Nayla Khawam, Orange JordanPic 9 - Nayla Khawam Orange Jordan (640x427)

9.

First operator to launch 3G in Jordan, followed by the need to adapt to the entrance of 3G competition at the end of an exclusivity period

At the beginning of March 2010, Orange Jordan became the country’s first operator to launch 3G, enjoying an official exclusivity period that extended to just under 12 months. Within that time the telco looked to establish a strong brand association with the technology and the services it enabled ahead of the introduction of competition.

By the end of 2010, nine months after launching the network, Orange Jordan counted 150,000 3G subscribers, with this number doubling to 300,000 by the middle of February 2011, highlighting the impressive ramp-up the technology received.

Earlier this year, Khawam said Orange Jordan plans to invest JD50 million (US$71 million) in its 3G network over the remainder of the year. She said the company had 500,000 3G subscribers at the end of May, just over a year after it launched. Previously Khawam said the company aims to have 900,000 3G subscribers by the end of 2011.

Mikkel Vinter, Friendi GroupPic 10 - Mikkel Vinter

10.

Completed a successful round of funding and continuing to be the leading MVNO in the ME region

At the end of April 2011 pan-regional MVNO Friendi Group announced it had secured an additional US$25 million of funding from existing and new shareholders. The investment was aimed at further accelerating expansion plans across the Middle East, Africa and Asia region, setting the company on course for an initial public offering in another 2-3 years.

The latest tranche of financing is enough to fuel Friendi Group’s entry into a further 3-4 markets, which is something Mikkel Vinter is keen to see happen before considering a move to IPO in the 2012/2013 timeframe.

Friendi Group has a presence in Jordan, Oman, and Saudi Arabia, and continues to prospect for new opportunities. Back in 2006 when Friendi Mobile first launched commercially, a number of competitors were also eyeing the nascent MVNO opportunity in the wider Middle East region, though none have been able to replicate Friendi Group’s multi-market approach.

Bob Collymore, SafaricomPic 11 - Bob Collymore

11.

Maintaining momentum at Safaricom following the departure of visionary leader Michael Joseph

Bob Collymore had huge shoes to fill when he took over as Safaricom CEO effective November 1, 2010. His predecessor, Michael Joseph had been in the job 10 years, and in that time helped preside over the development and launch of mobile payment platform M-Pesa, which has since garnered international plaudits while also boosting Safaricom’s coffers significantly.

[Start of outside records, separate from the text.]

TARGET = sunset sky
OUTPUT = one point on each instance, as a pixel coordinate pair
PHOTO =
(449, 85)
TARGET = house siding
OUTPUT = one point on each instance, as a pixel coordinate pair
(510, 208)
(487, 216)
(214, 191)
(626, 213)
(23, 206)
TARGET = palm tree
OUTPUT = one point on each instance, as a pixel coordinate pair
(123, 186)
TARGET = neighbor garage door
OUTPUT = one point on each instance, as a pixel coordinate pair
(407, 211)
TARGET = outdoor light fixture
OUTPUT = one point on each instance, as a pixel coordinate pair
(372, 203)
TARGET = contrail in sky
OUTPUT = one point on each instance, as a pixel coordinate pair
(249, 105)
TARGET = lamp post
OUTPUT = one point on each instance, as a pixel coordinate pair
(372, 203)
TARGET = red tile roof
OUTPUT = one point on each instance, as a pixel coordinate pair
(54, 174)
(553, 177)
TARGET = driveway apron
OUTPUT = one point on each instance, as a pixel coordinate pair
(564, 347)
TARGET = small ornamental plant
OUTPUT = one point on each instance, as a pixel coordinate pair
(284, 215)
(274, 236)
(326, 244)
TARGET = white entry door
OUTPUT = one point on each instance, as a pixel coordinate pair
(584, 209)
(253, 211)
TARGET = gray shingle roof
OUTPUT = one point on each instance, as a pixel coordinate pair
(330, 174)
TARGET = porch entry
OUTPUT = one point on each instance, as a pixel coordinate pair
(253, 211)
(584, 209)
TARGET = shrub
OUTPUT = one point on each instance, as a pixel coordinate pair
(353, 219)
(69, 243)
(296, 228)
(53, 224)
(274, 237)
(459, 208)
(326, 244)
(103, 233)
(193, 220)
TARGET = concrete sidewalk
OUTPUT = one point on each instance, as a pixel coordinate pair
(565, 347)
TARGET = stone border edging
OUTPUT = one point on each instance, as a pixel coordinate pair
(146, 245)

Collymore does face very real challenges when it comes to maintaining profitability at acceptable levels given that the cellco reported a decline in net profit of almost 50 per cent year-on-year for the six months to end-September 2011. Collymore attributed the performance to a more than 50 per cent decline in calling rates, high inflation that cut down on spending, high foreign exchange rates on the shilling and increased fuel costs.

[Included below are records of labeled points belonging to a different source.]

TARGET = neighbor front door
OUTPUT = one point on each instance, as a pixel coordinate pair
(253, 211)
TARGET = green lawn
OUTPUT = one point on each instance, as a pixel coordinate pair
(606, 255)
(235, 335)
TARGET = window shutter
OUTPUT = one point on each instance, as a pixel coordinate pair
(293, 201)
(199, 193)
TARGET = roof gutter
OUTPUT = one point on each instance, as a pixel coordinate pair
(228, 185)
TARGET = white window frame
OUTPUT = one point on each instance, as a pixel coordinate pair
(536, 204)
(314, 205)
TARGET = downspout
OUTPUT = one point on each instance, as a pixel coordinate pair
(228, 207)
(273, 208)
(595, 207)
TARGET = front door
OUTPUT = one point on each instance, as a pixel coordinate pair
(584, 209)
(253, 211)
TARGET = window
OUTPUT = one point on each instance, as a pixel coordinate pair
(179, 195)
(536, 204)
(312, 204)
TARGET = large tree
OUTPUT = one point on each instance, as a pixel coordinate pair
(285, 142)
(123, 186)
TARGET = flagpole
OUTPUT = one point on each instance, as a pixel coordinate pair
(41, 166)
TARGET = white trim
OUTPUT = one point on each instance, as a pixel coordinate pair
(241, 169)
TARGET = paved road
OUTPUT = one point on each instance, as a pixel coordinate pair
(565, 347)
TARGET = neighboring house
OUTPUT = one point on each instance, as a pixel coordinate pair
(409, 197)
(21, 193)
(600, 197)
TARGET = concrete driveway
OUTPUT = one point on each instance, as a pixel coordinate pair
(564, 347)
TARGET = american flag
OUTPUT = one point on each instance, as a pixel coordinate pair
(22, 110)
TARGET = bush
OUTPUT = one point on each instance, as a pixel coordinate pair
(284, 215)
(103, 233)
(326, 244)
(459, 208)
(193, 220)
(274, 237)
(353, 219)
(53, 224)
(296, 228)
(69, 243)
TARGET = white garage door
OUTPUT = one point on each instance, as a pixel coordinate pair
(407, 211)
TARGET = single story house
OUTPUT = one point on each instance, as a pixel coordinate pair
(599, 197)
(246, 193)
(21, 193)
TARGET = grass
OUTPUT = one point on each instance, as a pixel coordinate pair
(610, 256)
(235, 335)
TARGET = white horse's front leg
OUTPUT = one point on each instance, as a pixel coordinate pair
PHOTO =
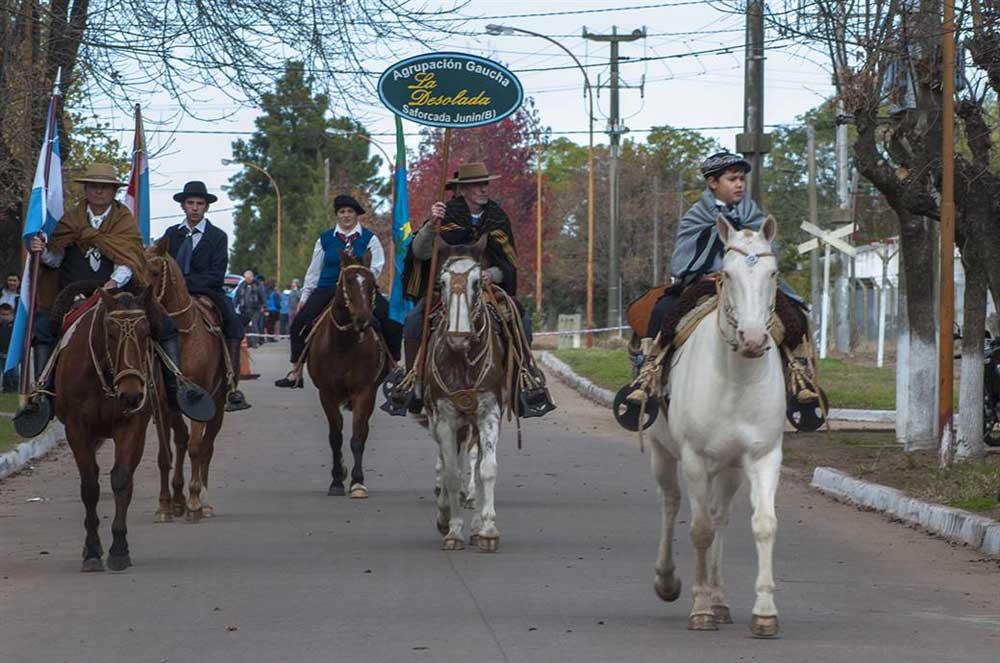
(449, 507)
(486, 469)
(664, 465)
(723, 487)
(702, 533)
(764, 474)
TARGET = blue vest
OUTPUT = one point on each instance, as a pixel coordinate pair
(332, 246)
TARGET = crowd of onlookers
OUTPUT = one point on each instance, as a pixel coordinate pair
(266, 311)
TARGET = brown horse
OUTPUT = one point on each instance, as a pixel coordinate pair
(347, 361)
(203, 361)
(104, 377)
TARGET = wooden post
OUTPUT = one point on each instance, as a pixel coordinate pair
(946, 368)
(432, 278)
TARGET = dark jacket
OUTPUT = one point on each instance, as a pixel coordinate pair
(209, 260)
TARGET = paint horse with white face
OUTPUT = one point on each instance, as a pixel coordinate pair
(725, 420)
(465, 393)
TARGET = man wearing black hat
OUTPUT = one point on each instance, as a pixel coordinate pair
(202, 251)
(321, 281)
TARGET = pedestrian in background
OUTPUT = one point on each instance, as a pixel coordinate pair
(294, 298)
(273, 310)
(249, 303)
(11, 378)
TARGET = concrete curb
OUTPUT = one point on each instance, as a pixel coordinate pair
(604, 397)
(586, 388)
(955, 525)
(18, 458)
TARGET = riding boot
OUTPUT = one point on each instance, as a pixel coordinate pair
(172, 350)
(236, 400)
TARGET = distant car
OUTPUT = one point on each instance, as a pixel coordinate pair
(232, 282)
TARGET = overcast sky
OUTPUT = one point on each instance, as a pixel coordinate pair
(689, 91)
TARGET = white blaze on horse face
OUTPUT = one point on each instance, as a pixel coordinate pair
(751, 282)
(459, 303)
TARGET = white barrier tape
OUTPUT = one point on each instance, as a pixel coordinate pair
(581, 331)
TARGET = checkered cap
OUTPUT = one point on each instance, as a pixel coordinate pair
(720, 162)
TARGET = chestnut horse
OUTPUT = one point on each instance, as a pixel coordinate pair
(347, 361)
(203, 361)
(105, 374)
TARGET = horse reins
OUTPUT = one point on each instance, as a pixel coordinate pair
(126, 320)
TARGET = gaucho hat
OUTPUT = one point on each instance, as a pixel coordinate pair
(471, 173)
(720, 162)
(343, 200)
(100, 173)
(195, 189)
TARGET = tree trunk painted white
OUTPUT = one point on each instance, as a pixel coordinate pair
(970, 397)
(921, 357)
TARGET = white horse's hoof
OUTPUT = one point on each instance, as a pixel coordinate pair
(702, 623)
(452, 544)
(722, 614)
(488, 544)
(764, 627)
(668, 588)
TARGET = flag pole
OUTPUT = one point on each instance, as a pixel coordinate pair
(137, 154)
(36, 255)
(429, 292)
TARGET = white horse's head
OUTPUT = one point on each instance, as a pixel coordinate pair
(461, 285)
(749, 286)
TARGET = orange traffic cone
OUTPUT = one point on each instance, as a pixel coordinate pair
(246, 370)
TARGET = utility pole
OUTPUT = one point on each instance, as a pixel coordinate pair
(816, 308)
(753, 143)
(615, 130)
(656, 227)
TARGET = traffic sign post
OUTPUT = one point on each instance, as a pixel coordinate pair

However, in other operational areas of the business, Safaricom remains a giant. Voice revenues fell 5.5 per cent over the six-month period with the effect being cancelled out by a 30.4 per cent growth in data revenues. Data growth included a 49.3 per cent growth in M-Pesa mobile money transfers revenue, and a 36.3 per cent growth in total data revenues.

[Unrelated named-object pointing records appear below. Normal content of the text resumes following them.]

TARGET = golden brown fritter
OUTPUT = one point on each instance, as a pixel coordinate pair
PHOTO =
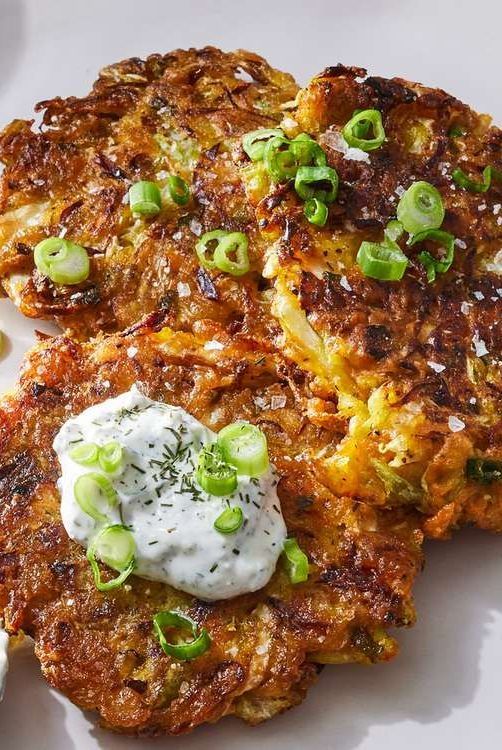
(389, 387)
(142, 120)
(99, 648)
(415, 366)
(400, 360)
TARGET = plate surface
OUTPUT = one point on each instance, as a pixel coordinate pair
(443, 690)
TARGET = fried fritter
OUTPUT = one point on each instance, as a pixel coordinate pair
(267, 647)
(415, 366)
(142, 120)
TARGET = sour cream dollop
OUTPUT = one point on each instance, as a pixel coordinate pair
(159, 500)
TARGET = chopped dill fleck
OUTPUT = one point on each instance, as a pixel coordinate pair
(138, 468)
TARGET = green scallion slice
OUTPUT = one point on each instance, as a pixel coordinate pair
(434, 265)
(307, 151)
(214, 474)
(229, 254)
(244, 446)
(179, 191)
(357, 130)
(484, 470)
(94, 493)
(283, 157)
(206, 246)
(254, 143)
(230, 521)
(383, 261)
(297, 562)
(420, 208)
(394, 231)
(200, 643)
(279, 159)
(317, 182)
(473, 186)
(316, 212)
(145, 198)
(115, 546)
(62, 261)
(111, 457)
(85, 454)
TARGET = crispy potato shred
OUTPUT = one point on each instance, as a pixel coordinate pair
(373, 395)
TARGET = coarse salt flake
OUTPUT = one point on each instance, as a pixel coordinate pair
(183, 289)
(436, 366)
(212, 345)
(277, 402)
(479, 345)
(344, 282)
(455, 424)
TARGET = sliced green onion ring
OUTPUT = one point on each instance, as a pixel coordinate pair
(316, 212)
(420, 208)
(233, 243)
(114, 545)
(484, 470)
(283, 157)
(244, 446)
(94, 493)
(227, 244)
(307, 152)
(279, 159)
(435, 265)
(111, 457)
(383, 261)
(254, 143)
(62, 261)
(85, 454)
(203, 247)
(183, 651)
(361, 129)
(297, 562)
(394, 230)
(214, 474)
(230, 520)
(317, 182)
(353, 130)
(179, 191)
(489, 173)
(145, 198)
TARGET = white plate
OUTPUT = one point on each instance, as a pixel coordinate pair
(443, 690)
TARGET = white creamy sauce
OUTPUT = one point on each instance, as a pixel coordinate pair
(4, 662)
(170, 516)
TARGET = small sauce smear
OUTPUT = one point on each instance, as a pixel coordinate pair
(4, 662)
(160, 501)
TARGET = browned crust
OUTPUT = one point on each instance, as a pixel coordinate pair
(99, 649)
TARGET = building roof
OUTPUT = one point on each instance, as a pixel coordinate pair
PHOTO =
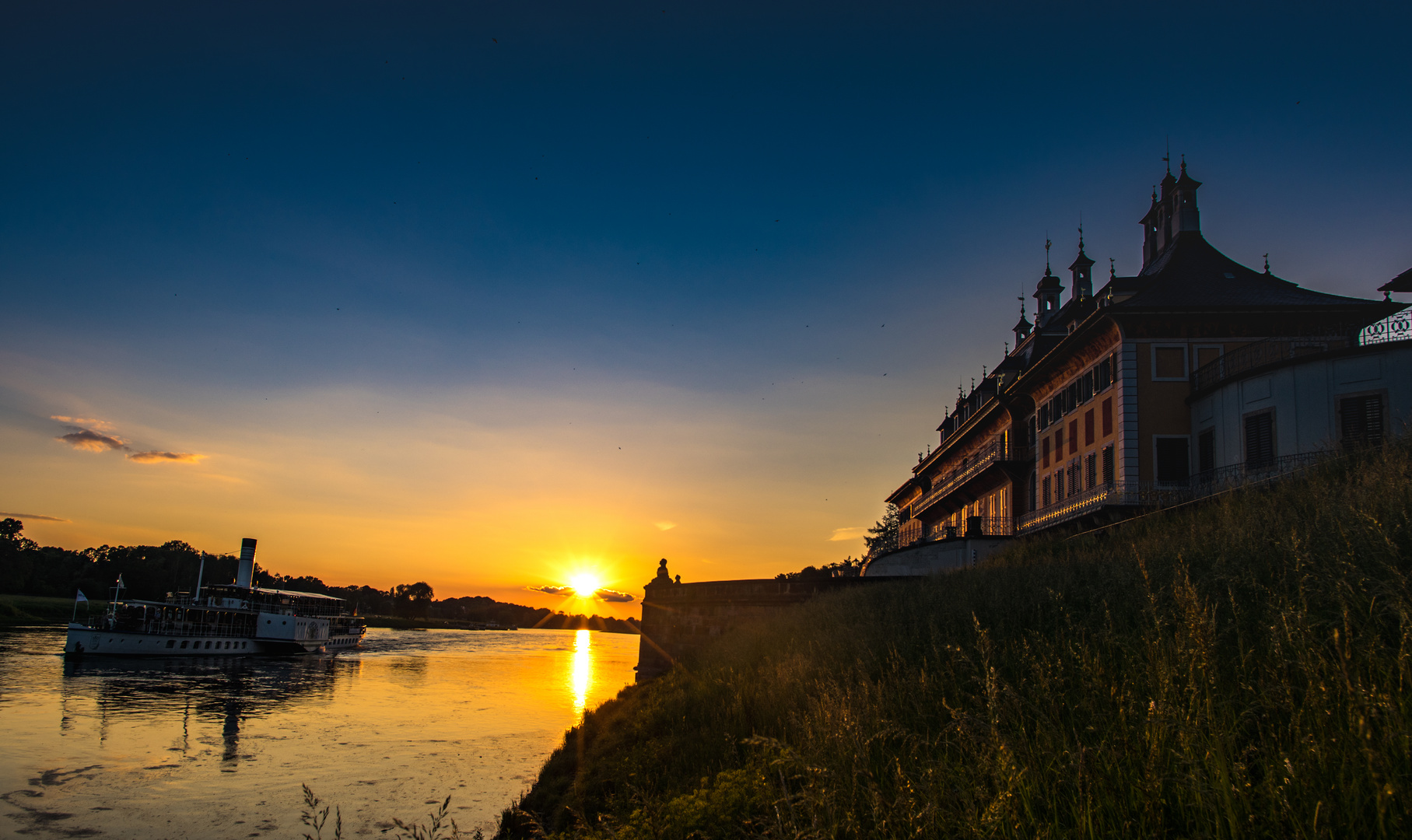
(1190, 273)
(1401, 282)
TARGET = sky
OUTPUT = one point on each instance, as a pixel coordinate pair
(493, 296)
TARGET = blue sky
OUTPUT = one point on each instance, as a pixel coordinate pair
(318, 237)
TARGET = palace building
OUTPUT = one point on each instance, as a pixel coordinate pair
(1144, 391)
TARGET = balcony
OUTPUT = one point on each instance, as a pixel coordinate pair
(1389, 329)
(1263, 353)
(994, 450)
(1168, 493)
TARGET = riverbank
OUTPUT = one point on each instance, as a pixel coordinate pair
(29, 611)
(1239, 668)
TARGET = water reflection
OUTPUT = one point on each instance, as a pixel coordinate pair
(218, 748)
(215, 689)
(580, 674)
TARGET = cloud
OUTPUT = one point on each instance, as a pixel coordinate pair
(603, 595)
(549, 589)
(166, 457)
(91, 441)
(81, 421)
(840, 534)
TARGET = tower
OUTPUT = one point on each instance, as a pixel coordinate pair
(1082, 273)
(1171, 213)
(1046, 292)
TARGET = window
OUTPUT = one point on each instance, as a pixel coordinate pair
(1168, 363)
(1361, 421)
(1206, 450)
(1260, 441)
(1172, 460)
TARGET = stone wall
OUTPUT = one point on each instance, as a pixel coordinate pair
(679, 618)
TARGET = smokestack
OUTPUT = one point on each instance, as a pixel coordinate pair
(246, 568)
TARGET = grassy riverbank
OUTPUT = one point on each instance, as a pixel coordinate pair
(1235, 670)
(22, 611)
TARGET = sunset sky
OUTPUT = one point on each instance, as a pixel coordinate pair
(490, 296)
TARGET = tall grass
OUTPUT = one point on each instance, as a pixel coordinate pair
(1235, 670)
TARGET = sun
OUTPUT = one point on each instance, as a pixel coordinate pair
(585, 583)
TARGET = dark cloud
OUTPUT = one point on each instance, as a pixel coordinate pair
(91, 441)
(549, 589)
(603, 595)
(33, 517)
(166, 457)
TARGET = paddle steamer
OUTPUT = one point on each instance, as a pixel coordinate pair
(226, 620)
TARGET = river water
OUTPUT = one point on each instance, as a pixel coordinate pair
(201, 747)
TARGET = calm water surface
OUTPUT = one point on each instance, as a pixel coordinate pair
(199, 747)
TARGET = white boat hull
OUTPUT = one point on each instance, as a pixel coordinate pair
(86, 640)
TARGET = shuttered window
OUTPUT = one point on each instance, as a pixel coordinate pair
(1206, 450)
(1361, 420)
(1260, 441)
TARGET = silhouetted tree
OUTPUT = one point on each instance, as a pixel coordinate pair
(885, 531)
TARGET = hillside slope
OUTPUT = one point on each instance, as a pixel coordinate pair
(1239, 668)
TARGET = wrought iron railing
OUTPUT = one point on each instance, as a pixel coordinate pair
(1259, 355)
(997, 450)
(1396, 328)
(1168, 493)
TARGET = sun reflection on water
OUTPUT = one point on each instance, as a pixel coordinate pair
(580, 674)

Emad Makiya, CEO of Zain IraqPic 12 - Emad Makiya

12.

Implementation of bold outsourcing model, preparation for IPO

Emad Makiya has had to learn fast having been appointed CEO in June 2010. He seems to have done so; steering Zain Iraq on a massive cost efficiency drive that culminated in it signing a US$650 million five-year network outsourcing agreement with Ericsson and its local partner SIM (Service in Motion). Under the agreement, Ericsson will optimise, modernise and manage IT operations and Zain’s mobile network in Iraq that currently includes more than 3,700 sites across the country. The agreement also extends to the northern region of Kurdistan where Zain has recently launched commercially.

Makiya is also playing an instrumental role in the planned listing of Zain Iraq stock on the Iraq Stock Exchange, which is likely to occur in 2012.